Jerry D. Morelock, Ph.D.
Editor in Chief
Con Thien Snubbed in HD History
Regarding April’s review of Vietnam in HD, I was disappointed. I served in the Marines in Vietnam and wrote Con Thien: The Hill of Angels. One of the major battles of the war was the siege of Con Thien in 1967. But, if you depended on Vietnam in HD, you’d never know that Marines were heavily involved before Khe Sanh and Hue City in 1968.
James P. Coan
Sierra Vista, Ariz.
Saving Saigon in Tet’s Storm
I was a bit disappointed after reading “The Center of the Storm” (February) by Rod Paschall, as there was no mention of Air Force Security Police units defending various USAF airbases, with some loss of life and several members who were highly decorated for their actions. One of the photos in the article (pg. 28) shows the famous “Bunker Hill Ten” at Bien Hoa, where Senior Master Sgt. Pete Piazza, USAF, earned the Silver Star and where Captain Reginald V. Maisey, USAF, was killed. At Tan Son Nhut, Major Carl Bender and Captain Carl DeNisio earned Silver Stars for leading the defense of the air base. Paschall’s article made no mention of them or USAF Security Police units including the 3rd SPS at Bien Hoa and 377th SPS at Tan Son Nhut. A photo on pg. 29 shows the 377th SPS at Tan Son Nhut taking up positions on the base perimeter to push back the Viet Cong attackers. There was no mention that these were, in fact, USAF Security Policemen. In Battle for Saigon, author Keith William Nolan sets the record straight on the role of USAF Security Police in air base defense during the 1968 Tet Offensive.
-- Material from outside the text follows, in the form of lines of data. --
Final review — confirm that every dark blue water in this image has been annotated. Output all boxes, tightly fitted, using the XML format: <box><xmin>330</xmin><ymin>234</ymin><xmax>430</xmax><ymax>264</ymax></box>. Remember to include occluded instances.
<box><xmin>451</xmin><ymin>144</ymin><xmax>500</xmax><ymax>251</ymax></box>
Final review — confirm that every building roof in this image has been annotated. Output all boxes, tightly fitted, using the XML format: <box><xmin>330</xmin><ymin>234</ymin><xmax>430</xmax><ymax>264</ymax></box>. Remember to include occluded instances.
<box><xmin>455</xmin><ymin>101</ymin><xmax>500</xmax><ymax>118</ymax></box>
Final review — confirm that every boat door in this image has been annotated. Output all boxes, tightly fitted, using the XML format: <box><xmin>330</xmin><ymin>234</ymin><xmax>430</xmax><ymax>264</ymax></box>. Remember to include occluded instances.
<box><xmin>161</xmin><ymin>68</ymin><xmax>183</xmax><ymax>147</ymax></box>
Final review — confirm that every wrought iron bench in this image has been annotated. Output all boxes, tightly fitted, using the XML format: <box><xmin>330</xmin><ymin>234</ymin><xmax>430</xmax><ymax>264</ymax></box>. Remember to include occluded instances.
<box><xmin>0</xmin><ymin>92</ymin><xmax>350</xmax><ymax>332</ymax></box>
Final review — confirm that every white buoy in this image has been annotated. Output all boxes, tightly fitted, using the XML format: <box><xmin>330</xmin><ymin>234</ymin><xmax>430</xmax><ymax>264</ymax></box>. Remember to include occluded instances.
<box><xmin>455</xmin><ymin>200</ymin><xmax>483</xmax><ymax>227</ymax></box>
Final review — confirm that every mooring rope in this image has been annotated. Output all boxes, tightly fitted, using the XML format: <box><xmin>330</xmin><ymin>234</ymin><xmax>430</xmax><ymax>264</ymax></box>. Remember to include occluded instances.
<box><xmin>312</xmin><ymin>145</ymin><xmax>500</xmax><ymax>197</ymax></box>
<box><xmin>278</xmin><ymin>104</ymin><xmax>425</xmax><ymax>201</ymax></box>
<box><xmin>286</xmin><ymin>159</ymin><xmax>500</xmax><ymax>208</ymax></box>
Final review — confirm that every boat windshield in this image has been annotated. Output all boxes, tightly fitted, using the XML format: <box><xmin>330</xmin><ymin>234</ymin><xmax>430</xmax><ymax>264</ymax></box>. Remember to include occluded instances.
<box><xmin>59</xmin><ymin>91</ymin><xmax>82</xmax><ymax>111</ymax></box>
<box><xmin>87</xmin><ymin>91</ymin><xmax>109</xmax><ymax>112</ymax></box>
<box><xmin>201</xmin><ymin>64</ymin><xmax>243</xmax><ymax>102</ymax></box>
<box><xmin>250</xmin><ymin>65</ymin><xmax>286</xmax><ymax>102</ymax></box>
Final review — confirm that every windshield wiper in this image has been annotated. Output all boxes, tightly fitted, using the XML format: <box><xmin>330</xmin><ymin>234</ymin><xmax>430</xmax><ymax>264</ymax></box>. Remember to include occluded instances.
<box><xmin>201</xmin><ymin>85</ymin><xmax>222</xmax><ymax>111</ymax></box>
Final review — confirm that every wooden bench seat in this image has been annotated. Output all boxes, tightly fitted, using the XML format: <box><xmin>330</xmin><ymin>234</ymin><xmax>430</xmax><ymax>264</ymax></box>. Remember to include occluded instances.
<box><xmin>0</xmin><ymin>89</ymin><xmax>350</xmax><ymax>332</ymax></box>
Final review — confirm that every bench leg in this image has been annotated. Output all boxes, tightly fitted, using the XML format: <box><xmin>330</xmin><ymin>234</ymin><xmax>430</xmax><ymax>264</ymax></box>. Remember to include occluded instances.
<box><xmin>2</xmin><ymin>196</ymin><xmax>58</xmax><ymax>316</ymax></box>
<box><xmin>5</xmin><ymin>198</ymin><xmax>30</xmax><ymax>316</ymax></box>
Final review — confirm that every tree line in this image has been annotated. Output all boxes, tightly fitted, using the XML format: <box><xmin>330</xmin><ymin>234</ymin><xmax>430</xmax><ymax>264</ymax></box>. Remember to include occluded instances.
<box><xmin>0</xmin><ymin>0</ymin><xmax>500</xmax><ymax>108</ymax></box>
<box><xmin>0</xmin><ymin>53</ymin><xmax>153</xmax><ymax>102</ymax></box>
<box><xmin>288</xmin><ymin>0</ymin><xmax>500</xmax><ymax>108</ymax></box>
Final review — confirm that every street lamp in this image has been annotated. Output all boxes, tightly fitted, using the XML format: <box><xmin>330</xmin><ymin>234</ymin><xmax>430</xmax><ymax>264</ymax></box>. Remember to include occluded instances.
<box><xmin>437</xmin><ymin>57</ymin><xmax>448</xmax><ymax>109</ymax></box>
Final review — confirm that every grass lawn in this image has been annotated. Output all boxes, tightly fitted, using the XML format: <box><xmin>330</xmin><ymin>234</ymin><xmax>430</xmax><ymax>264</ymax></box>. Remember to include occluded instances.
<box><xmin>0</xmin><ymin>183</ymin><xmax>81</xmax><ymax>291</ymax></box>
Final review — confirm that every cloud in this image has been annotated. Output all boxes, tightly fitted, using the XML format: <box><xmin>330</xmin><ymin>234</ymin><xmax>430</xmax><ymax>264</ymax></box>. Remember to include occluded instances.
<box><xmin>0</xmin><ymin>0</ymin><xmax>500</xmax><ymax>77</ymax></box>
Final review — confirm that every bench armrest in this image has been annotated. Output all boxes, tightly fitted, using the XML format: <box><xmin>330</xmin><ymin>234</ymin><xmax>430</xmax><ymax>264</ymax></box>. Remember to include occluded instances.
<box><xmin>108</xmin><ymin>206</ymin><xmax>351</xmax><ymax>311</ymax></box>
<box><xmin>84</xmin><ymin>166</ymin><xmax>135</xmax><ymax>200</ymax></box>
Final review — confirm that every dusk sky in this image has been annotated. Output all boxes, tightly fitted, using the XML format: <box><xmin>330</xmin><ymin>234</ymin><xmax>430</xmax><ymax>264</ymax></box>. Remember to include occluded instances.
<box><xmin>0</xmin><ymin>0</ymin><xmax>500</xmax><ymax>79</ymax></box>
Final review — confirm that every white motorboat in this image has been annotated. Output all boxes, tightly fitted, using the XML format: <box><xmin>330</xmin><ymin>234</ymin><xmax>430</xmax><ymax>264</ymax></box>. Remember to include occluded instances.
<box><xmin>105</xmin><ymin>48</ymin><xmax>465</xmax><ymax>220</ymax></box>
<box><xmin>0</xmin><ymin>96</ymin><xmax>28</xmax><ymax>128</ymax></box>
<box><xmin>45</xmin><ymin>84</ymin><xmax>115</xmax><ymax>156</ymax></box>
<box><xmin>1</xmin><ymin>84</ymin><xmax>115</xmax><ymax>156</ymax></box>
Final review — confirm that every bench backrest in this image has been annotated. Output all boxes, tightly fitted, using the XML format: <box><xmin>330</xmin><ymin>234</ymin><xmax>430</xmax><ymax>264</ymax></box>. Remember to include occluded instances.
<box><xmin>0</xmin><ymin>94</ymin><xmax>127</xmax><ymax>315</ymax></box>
More information is available from the Vietnam Security Police Association at www.vspa.com and the Air Force Security Forces Association at www.afsfa-online.com.
Anaheim Hills, Calif.
I greatly enjoyed Rod Paschall’s article on General Fred C. Weyand, known to us in the 25th Infantry Division as “The Old Man.” Your readers may also enjoy a YouTube video from Christmas 1966 that shows a side of him which partly explains why he was such an effective and beloved leader. At YouTube, search on “USO Christmas Show, Cu Chi, Vietnam, 1966.”
Tom Jones, President
25th Infantry Division Association
I served as an administrative assistant for General Weyand from 1970 to 1973, when we left Saigon, and continued to provide administrative support until his retirement from active duty in September 1976. Then, in Army retired status, I continued to provide support to Weyand until he passed away in Honolulu in 2010. I believe that if General Weyand were still living, he would strongly agree with every word written by a great soldier, Rod Paschall, which appeared in the February story “The Center of the Storm.” Some media sources maintained that Tet 1968 in Vietnam, particularly in and around Saigon, was not an overwhelming victory for the U.S. forces. Those soldiers who fought it, however, know better. Although credited as the “Savior of Saigon” during Tet, General Weyand always maintained that “it was done by the men who laid their lives on the line and fought the battles.”
Howard S. Okada
Jarring Tough Memories
Reading Don Hirst’s “Capturing the Embassy Sapper” (February) brought back my own memory of the day Hirst’s friend Spc. 4 Mark Lafaro was killed. I was new in-country, assigned to the 54th Signal Battalion. That morning, Mark and I and a few others were at breakfast and Mark asked to borrow my lighter. I can still see Spc. 5 Rock, who had gone out with Mark that day, running into the barracks yelling that Mark had been shot in the head. We held a memorial service at the chapel between the PX and the camp. Everyone wrote a note of sympathy for Mark’s family. Needless to say, more than 40 years later I was surprised to see him mentioned in Vietnam.
Park Hills, Mo.
Still Loving Chris Down Under
I have just read the story on Chris Noel in your February edition, “A Date With Chris.” In addition to the 500,000 U.S. armed forces fans, 8,000 Aussies and Kiwis were in love with her, too. God bless you, Chris.